Provocative testing in neurogenic TOS is unreliable, but the 90-degree shoulder abduction and external rotation test and a Tinel sign over the supraclavicular brachial plexus seem to have the best predictive value. Classic provocative manoeuvres include the Roos test (elevated arm stress test to induce reproduction of the neurological symptoms), the Adson test (full neck extension and head rotation toward the side being examined, during deep inhalation, to detect a reduction in radial pulse amplitude), and the Wright test (progressive shoulder abduction to reproduce the symptoms). False positives are common.
Syringomyelia
A syrinx is a cystic cavitation of the spinal cord. It is
commonly associated with craniovertebral anomalies such as
Chiari malformation11
,
12
(Fig. 5). Patients complain of dysesthetic pain and altered
sensation in one or both upper limbs. The sensory changes are
non-dermatomal and may be ‘cape-like’ in distribution. The
sensory loss is more marked in the pain and temperature
modalities. Motor abnormalities such as weakness and wasting of
the intrinsic hand muscles may be evident. The diagnosis is
confirmed with MRI scanning of the cervical spine.

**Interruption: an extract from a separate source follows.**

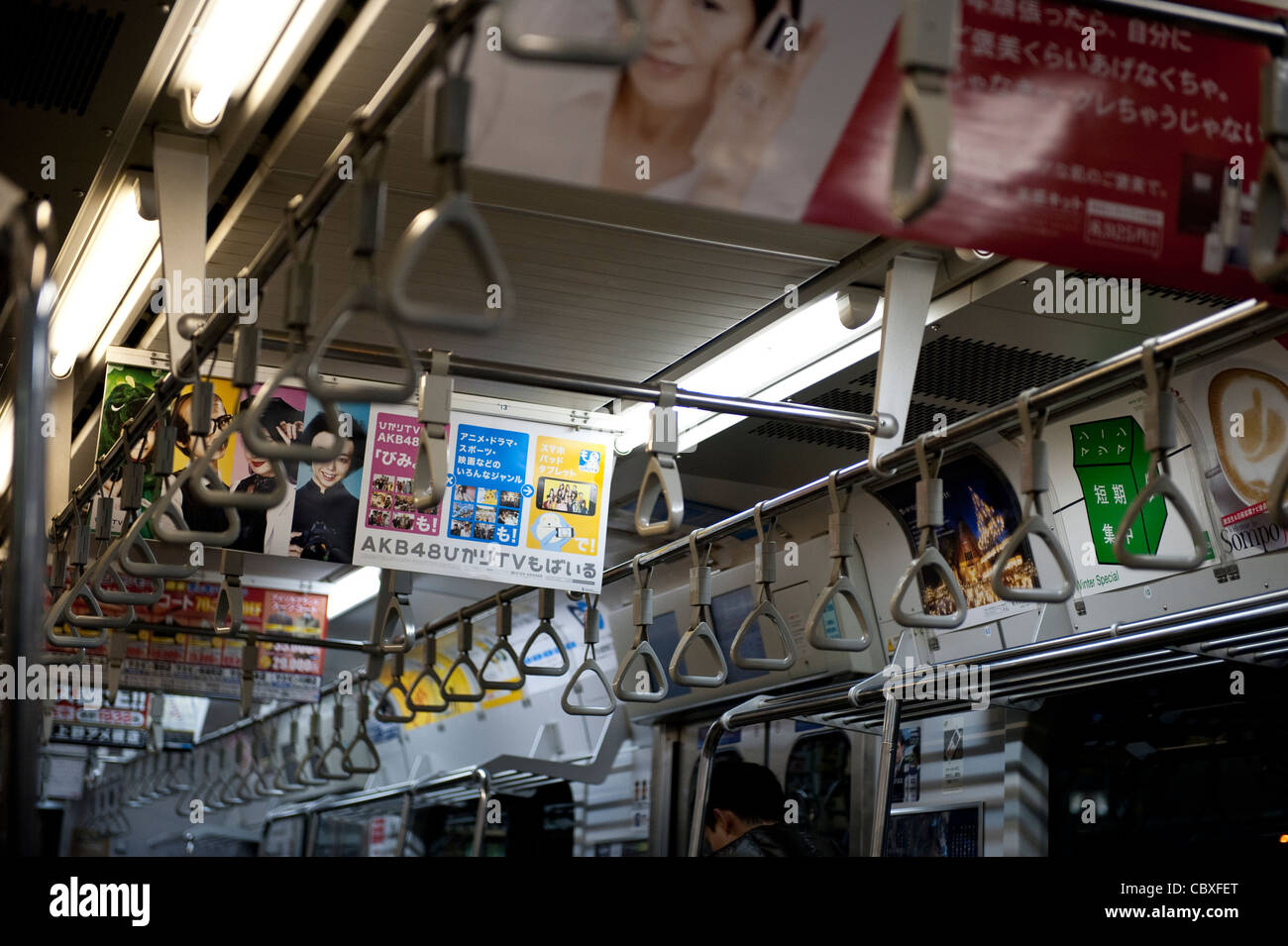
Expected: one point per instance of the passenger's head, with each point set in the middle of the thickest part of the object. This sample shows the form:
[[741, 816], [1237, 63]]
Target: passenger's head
[[690, 42], [743, 795]]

Brachial plexitis (Parsonage-Turner syndrome)
This is also known as acute brachial neuritis or neuralgic amyotrophy. The syndrome has a number of potential triggers such as a febrile illness, vaccination, strenuous exercise or surgery.
It is characterised by acute onset of unilateral severe shoulder pain for 7 - 10 days, followed by profound muscle weakness and wasting (non-myotomal, but concentrated around the shoulder). There may be associated sensory alterations. The weakness may take up to 24 months to resolve.13 , 14
MRI scanning of the shoulder may show T2 hyperintensity of the musculature. However, the diagnosis is often one of exclusion.
Musculo-tendinous syndromes
This group of syndromes is characterised by inflammation of
tendons, joint capsules or ligamentous attachments. The
commonest area affected is the shoulder9
,
10
with rotator cuff tendonitis (Fig. 6). However, the elbow
(tennis elbow) and the wrist (De Quervain’s tenosynovitis) may
also be involved.
Fig. 6. Shoulder region tendonitis.
The clinical hallmarks are local pain and tenderness on palpation of the involved structure. Pain may be elicited on both passive movement and resisted active movement. With regard to the shoulder, simple abduction and rotation is usually diagnostic. Weakness and even muscle wasting may be evident. In tennis elbow, resisted finger extension will result in sharp pain at the lateral epicondyle of the elbow.
Sensory changes are absent.
Myofascial pain syndrome
This refers to disease characterised by chronic pain caused by multiple trigger points and fascial constrictions.15 , 16 Trigger points are characterised by focal point tenderness, reproduction of pain and hardening of the muscle upon palpation, with pseudo-weakness and limited range of motion of the involved muscle on sustained pressure for 5 seconds.
Conclusion
Pain in the upper limb is a common presenting complaint, with
the origin of the pain being wide and varied. The clinical
findings are key to pinpointing the pain source. Broad grouping
of the pain as either radicular or non-radicular allow a
clinical algorithm to be followed, below are two suggested
workup patterns.
In a nutshell
• Upper limb pain is common.
• In may be radicular (nerve root disease) or non-radicular (other).
• Radicular pain follows a dermatome and may have an associated reflex loss.
• Clinical findings are key to identifying the cause of the pain.